The invention provides an erythroid-specific human beta globin gene promoter, a recombinant sequence for expressing human beta globin and applications thereof, belonging to the technical field of genetic engineering. The present invention provides an erythroid-specific human β-globin gene promoter, the nucleotide sequence of which is shown in SEQ ID NO: 1, which has the characteristics of high-efficiency and erythroid-specific activation of functional gene expression. The present invention also provides a recombinant sequence specifically expressing human β-globin in erythroid cells, which is human β-globin gene locus control region HS3~1-β-globin gene promoter-β-globin gene-β-globin Gene enhancers. By constructing a recombinant vector expressing the recombinant sequence, it was verified in erythroid cells that the recombinant sequence can specifically express the human β-globin gene with high efficiency, which provides a basis and experimental reference for gene therapy of β-thalassemia, and is useful for the treatment of thalassemia. It is of great significance, and at the same time provides method support for the study of the expression regulation of β globin.

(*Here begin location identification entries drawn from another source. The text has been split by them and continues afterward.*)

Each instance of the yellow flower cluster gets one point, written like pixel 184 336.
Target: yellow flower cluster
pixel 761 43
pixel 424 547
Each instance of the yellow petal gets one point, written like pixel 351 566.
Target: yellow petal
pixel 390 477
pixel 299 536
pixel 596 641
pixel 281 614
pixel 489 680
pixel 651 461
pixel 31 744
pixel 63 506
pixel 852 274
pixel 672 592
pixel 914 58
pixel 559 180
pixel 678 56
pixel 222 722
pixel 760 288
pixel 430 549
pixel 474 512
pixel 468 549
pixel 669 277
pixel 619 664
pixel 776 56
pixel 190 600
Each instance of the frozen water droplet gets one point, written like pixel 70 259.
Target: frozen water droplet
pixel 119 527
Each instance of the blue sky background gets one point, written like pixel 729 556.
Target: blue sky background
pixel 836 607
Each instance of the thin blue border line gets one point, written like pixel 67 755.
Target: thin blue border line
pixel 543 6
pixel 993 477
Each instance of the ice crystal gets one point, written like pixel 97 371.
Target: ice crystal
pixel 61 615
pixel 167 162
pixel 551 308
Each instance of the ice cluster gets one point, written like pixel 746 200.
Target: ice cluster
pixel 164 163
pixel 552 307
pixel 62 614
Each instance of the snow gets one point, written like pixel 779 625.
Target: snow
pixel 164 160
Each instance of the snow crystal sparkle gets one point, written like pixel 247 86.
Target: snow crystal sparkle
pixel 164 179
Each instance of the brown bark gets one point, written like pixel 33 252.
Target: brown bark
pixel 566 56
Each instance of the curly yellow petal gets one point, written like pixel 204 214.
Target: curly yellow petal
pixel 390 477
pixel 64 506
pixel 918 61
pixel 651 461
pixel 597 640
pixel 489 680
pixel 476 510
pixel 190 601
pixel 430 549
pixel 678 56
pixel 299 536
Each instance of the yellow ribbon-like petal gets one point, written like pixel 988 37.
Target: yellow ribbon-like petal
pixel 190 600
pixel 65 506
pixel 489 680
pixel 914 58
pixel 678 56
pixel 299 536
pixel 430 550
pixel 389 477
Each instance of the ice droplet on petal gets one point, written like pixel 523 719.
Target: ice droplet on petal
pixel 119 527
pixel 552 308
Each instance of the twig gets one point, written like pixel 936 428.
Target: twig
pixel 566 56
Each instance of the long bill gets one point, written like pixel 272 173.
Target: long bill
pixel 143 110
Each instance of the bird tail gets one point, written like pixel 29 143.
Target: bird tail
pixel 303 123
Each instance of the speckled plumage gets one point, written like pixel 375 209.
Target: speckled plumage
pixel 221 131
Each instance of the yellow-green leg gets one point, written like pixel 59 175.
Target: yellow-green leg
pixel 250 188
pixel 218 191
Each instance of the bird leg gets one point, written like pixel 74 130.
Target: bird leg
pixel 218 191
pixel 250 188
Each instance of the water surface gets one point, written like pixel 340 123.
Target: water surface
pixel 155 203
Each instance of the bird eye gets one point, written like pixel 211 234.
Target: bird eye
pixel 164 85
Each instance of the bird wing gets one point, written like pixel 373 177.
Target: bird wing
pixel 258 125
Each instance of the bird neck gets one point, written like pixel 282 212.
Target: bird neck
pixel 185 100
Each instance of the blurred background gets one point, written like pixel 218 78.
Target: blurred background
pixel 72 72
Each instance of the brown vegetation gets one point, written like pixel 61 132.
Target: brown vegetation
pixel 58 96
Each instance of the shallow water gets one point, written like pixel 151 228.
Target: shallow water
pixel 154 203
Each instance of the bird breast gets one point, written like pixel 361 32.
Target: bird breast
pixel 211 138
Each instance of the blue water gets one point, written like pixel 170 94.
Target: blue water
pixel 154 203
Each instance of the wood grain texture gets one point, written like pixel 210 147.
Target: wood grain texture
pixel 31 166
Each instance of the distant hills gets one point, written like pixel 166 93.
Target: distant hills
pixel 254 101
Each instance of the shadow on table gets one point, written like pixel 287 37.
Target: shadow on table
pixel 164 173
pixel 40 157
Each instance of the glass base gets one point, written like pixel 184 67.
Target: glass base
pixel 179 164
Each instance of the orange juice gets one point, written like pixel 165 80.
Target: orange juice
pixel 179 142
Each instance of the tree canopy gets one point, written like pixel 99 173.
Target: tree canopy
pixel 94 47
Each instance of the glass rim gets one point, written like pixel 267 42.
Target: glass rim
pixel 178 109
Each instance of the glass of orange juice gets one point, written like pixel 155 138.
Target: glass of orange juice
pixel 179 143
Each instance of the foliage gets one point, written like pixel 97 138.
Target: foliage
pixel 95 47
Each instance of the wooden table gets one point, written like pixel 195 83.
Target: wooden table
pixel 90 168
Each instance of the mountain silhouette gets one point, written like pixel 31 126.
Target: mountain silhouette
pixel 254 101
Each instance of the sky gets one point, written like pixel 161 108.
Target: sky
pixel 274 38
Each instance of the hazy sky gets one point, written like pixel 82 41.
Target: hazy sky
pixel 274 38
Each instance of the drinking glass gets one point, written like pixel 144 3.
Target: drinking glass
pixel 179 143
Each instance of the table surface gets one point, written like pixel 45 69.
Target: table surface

The invention discloses a method for preparing a beta<IVS-II-654> thalassemia transgenic mouse model carrying human beta-globin gene. A lentiviral vector mediated human beta-globin gene is stably integrated in the genome of the mouse model, and the genome can be expressed continuously and stably; furthermore, the genome can also be inherited to the offspring and maintain the original expression level, thus phenotypes such as hematology, pathology and the like of the beta<IVS-II-654> thalassemia transgenic mouse model carrying the human beta-globin gene are improved. The mouse model prepared by the method can be used for evaluating the effectiveness, the stability and the security of the lentiviral vector mediated human beta-globin gene in the treatment of beta<IVS-II-654> thalassemia.

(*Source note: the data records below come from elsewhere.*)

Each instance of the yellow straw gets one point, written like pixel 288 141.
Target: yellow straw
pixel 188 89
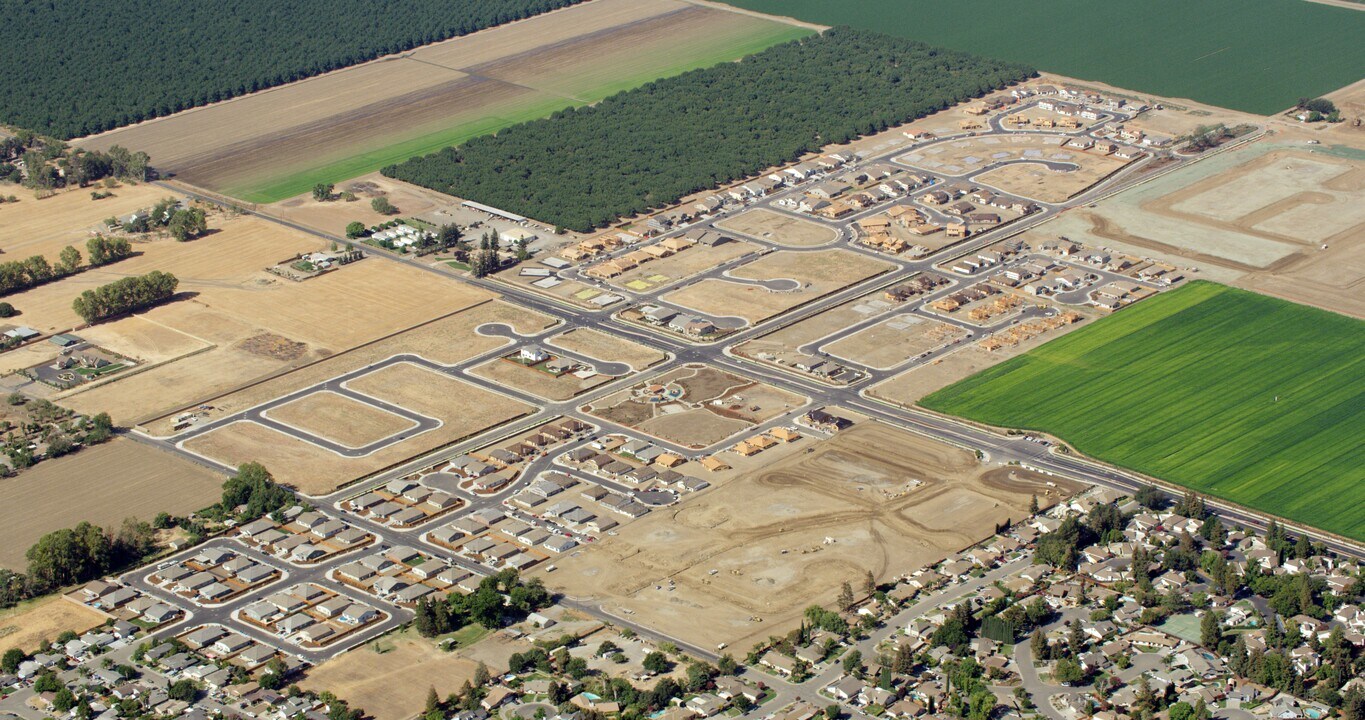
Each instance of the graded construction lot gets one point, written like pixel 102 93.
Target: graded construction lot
pixel 29 623
pixel 695 406
pixel 814 275
pixel 1225 391
pixel 743 560
pixel 598 344
pixel 104 485
pixel 1252 59
pixel 340 418
pixel 908 387
pixel 1275 217
pixel 786 342
pixel 894 340
pixel 447 339
pixel 539 383
pixel 463 409
pixel 391 676
pixel 780 228
pixel 277 144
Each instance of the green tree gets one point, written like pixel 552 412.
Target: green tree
pixel 657 663
pixel 68 260
pixel 187 224
pixel 1068 671
pixel 846 601
pixel 184 690
pixel 1210 630
pixel 11 660
pixel 64 700
pixel 382 205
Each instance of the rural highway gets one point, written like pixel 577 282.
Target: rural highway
pixel 679 351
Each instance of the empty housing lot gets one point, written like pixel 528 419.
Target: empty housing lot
pixel 814 275
pixel 276 144
pixel 773 541
pixel 103 485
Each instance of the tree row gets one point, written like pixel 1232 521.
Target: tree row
pixel 647 148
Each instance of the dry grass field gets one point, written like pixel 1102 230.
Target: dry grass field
pixel 44 227
pixel 276 144
pixel 818 273
pixel 606 347
pixel 340 418
pixel 104 484
pixel 1032 181
pixel 1274 216
pixel 741 562
pixel 778 228
pixel 700 405
pixel 232 323
pixel 463 409
pixel 535 381
pixel 27 625
pixel 392 685
pixel 894 340
pixel 448 339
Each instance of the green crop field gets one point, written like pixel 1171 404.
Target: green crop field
pixel 1256 56
pixel 1234 394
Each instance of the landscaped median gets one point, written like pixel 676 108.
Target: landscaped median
pixel 1242 396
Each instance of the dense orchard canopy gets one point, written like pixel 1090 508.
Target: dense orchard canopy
pixel 650 146
pixel 74 68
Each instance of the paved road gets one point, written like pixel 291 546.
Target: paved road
pixel 997 447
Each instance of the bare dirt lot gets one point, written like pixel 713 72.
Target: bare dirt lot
pixel 448 339
pixel 463 409
pixel 1028 179
pixel 266 145
pixel 681 265
pixel 741 562
pixel 816 275
pixel 894 340
pixel 695 406
pixel 27 625
pixel 786 342
pixel 535 381
pixel 340 418
pixel 1275 216
pixel 104 484
pixel 909 385
pixel 606 347
pixel 392 685
pixel 778 228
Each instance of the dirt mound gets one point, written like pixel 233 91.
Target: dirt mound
pixel 269 344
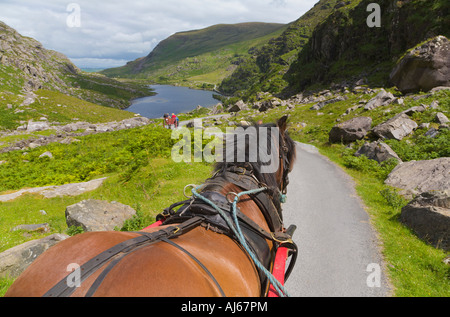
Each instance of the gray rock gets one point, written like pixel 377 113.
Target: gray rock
pixel 45 227
pixel 396 128
pixel 441 118
pixel 351 130
pixel 416 177
pixel 238 106
pixel 424 67
pixel 432 133
pixel 378 151
pixel 216 109
pixel 15 260
pixel 37 126
pixel 322 104
pixel 98 215
pixel 46 154
pixel 428 215
pixel 414 110
pixel 383 98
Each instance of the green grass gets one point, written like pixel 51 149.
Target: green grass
pixel 199 57
pixel 140 170
pixel 142 175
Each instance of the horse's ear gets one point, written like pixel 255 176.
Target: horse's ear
pixel 282 124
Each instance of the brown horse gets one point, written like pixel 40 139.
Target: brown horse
pixel 193 254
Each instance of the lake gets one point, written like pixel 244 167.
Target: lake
pixel 171 99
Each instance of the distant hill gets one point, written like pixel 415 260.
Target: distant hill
pixel 332 44
pixel 26 66
pixel 205 55
pixel 344 50
pixel 36 82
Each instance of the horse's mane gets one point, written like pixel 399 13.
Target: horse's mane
pixel 268 179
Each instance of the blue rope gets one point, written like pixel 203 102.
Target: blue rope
pixel 235 227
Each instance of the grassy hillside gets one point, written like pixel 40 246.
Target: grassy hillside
pixel 343 49
pixel 263 70
pixel 200 56
pixel 26 67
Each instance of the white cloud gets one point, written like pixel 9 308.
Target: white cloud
pixel 115 31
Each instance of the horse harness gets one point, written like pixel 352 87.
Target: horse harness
pixel 191 214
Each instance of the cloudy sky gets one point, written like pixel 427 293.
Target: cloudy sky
pixel 94 33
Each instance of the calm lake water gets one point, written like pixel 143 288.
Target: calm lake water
pixel 171 99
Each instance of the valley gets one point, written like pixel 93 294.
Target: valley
pixel 369 99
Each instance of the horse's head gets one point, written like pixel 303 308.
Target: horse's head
pixel 265 150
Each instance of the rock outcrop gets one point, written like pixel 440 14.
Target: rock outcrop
pixel 428 215
pixel 383 98
pixel 396 128
pixel 352 130
pixel 416 177
pixel 39 67
pixel 425 67
pixel 98 215
pixel 56 191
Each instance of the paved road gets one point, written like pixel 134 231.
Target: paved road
pixel 337 245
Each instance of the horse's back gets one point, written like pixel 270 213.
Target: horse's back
pixel 159 269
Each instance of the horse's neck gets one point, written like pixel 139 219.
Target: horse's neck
pixel 247 206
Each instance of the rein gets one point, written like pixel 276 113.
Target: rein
pixel 236 228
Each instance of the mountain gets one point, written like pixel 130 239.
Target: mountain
pixel 26 66
pixel 332 44
pixel 205 56
pixel 264 69
pixel 32 65
pixel 344 50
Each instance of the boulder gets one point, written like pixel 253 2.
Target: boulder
pixel 351 130
pixel 415 109
pixel 322 104
pixel 396 128
pixel 14 261
pixel 383 98
pixel 216 109
pixel 428 215
pixel 98 215
pixel 238 106
pixel 44 227
pixel 416 177
pixel 441 118
pixel 424 67
pixel 378 151
pixel 34 126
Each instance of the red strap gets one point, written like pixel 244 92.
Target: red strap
pixel 279 268
pixel 155 225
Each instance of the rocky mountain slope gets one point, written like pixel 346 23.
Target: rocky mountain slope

The embodiment of the invention relates to the technical field of biological detection, in particular to an anemia screening kit for capturing long-fragment DNA in a targeted mode through CRISPR and CAS9. The anemia screening kit comprises sgRNA used for capturing thalassemia related genes in a targeted mode, a Y-type connector used for cyclization amplification and a primer used for cyclization amplification. The target capture range of the sgRNA is as follows: chr11: 5166361 to 5296578 (hg38), and chr16: 48994 to 210817 (hg38), and the target capture range of the sgRNA is as follows: chr11: 5166361 to 5296578 (hg38). According to the anemia screening kit for target capture of long fragment DNA by CRISPR and CAS9 and the method thereof, a large fragment region of thalassemia variation is captured in a targeted manner through CRISPR and CAS9 systems, five types of thalassemia mutation regions including alpha, beta, delta, delta beta and epsilon gamma delta beta are covered, and a three-generation or four-generation long-reading sequencing technology is utilized to identify the thalassemia mutation region of the thalassemia mutation region of the thalassemia mutation region of the thalassemia mutation region of the thalassemia mutation region of the thalassemia mutation region. The kit can effectively detect pathogenic mutation, complex structure variation and large fragment deletion which may cause thalassemia in people, and non-deletion and deletion mutation covering beta globin genes and related regulatory genes including HS-40 and beta LCR genes.